Using Third Party Dependencies in PySpark Transformations
Overview​
You can use third party Python packages in UDFs used by PySpark transformations
(mode="pyspark"
) by declaring them in extra_pip_dependencies
within the
cluster config object, that is either tecton.EMRClusterConfig
or
tecton.DatabricksClusterConfig
. An example follows:
new_emr = EMRClusterConfig(
instance_type="m4.xlarge",
number_of_workers=4,
extra_pip_dependencies=["tensorflow==2.2.0"],
)
In extra_pip_dependencies
, you can also specify Amazon S3 URIs, to import your
own modules.
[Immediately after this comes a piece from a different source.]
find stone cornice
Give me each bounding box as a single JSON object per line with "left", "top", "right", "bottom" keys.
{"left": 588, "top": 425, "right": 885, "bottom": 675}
Ensure that the Tecton Spark IAM role or your Tecton Databricks
instance profile has access to read from this S3 URI.
To use your own module, package it as a Python wheel or egg file in S3.
Using a third party dependency inside of a Feature View transformation​
In this example we're using an imported function log1p
from Tensorflow in a
UDF that is defined inside of a PySpark Feature View transformation.
Note that the import statement has to be within the UDF body; placing it at the top of the file or inside transformation function will not work.
from datetime import datetime, timedelta
from tecton import batch_feature_view, EMRClusterConfig, FilteredSource
from shared import entities, data_sources
new_emr = EMRClusterConfig(
instance_type="m4.xlarge",
number_of_workers=4,
extra_pip_dependencies=["tensorflow==2.2.0"],
)
@batch_feature_view(
mode="pyspark",
sources=[FilteredSource(source=user_clicks)],
entities=[entities.product],
online=False,
offline=False,
feature_start_time=datetime(year=2021, month=1, day=1),
batch_schedule=timedelta(days=1),
ttl=timedelta(days=30),
batch_compute=new_emr,
)
def my_example_feature_view(user_clicks):
from pyspark.sql import functions as F
from pyspark.sql.types import LongType
def my_udf(x):
import tensorflow as tf
return int(tf.math.log1p(float(x)).numpy())
extra_udf = F.udf(my_udf, LongType())
return user_clicks.select(
"product_id",
extra_udf("clicked").alias("log1p_clicked"),
F.to_utc_timestamp(F.col("timestamp"), "UTC").alias("timestamp"),
)